World's Strongest Fairy
is a Forum Moderator Alumnusis a Community Contributor Alumnusis a Contributor Alumnusis a Past SPL Champion
I think it's an interesting question, because GSC teams can usually differ playstyles based on sets alone. Either way, I think you may be missing a few categories so here are a couple of examples to discuss:


Is this a Boom offense? I wouldn't call it that personally. Yes, it's got 3 exploders, but the booms don't have specific targets to take down in order to set up a late game mon's sweep in the way Borat's team works. It can win in a lot of different ways, like a Lax sweep or just having more booms than the opponent has mons; but also simply through walling the opponent's remaining mons. I think a team like this would simply be a balance because it can tailor its win path to the opponent's team. Obviously it also depends on the sets you'd use, but the versatility is also an incentive for me to call it a balance.

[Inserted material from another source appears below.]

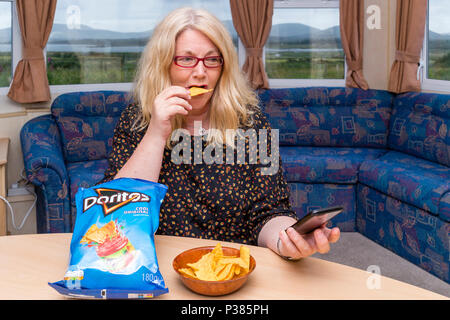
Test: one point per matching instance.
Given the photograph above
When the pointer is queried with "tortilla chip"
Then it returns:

Classic Nido Tar Gar. Again, I'm uncomfortable calling this a Boom offense. It's only got 2 boomers, and both are there primarily due to other factors. This is a reasonably offensive team that wins by distilling every last bit of value out of Spikes. Gengar and Nidoking can run Thief, but they don't have to. There are similar builds that run Jynx or Starmie as a late game sweeper, so I'd categorize those under the same bucket. It's tough to come up with a name but these all run mixed or special attackers. Maybe you could call it special offense since its goal will always be to beat down the special walls (Lax / Kou / Zap.)
You're right. The "main" playstyle is probably better called "Spikes offense" than anything to do with Explosion. One might even call it "Balance" to keep things even more general. It's just that most teams in this mold have at least two Explosions that they use to punctuate the match, but the defining characteristic is definitely combining Spikes + a move like Zapdos Thunder to apply pressure on Snorlax.

Beyond that naming quibble, I'd happily put both of those teams in the same Spikes Offense bucket. Granted, this is by far the largest bucket, with double electric + golem spinner being on the conservative end of the spectrum, and nidogartar being on the aggressive end. I'm not sure I'd draw a categorical line between the two for any other reason than the arbitrary "I think this playstyle encompasses too many teams", though.

I personally find the various "stalls" in the sample teams thread to be more interesting edge cases. Let's consider the Double Dog stall credited to ABR & BKC as an example:

It's clearly got Skarmory and Suicune, two do-nothing dandies as far as offense is concerned. Is that enough to call this a stall? The actual playstyle is still awfully close to Spikes Offense in my book, with a combination of Spikes + Roar Raikou & Mixed Snorlax being the main gameplan (albeit without heal bell support, which I personally don't like very much). Plus two Explosions to punctuate things. It's just that Skarm and Suicune clearly don't contribute to this plan or to any other "side hustle" the team might have, instead shoring up some of the typical defensive shortcomings of this playstyle. Still, I'd be willing to admit a different bucket for teams that play like this one. "Semistall", maybe?

As for the Growth vs. Agipass point that I left unaddressed, I think they play differently enough to be considered separate. Agipass is completely unhinged and swings for the fences from turn 1. Growthpass is just a *little* unhinged and maintains something resembling a defensive structure, so it plays closer to a conventional playstyle.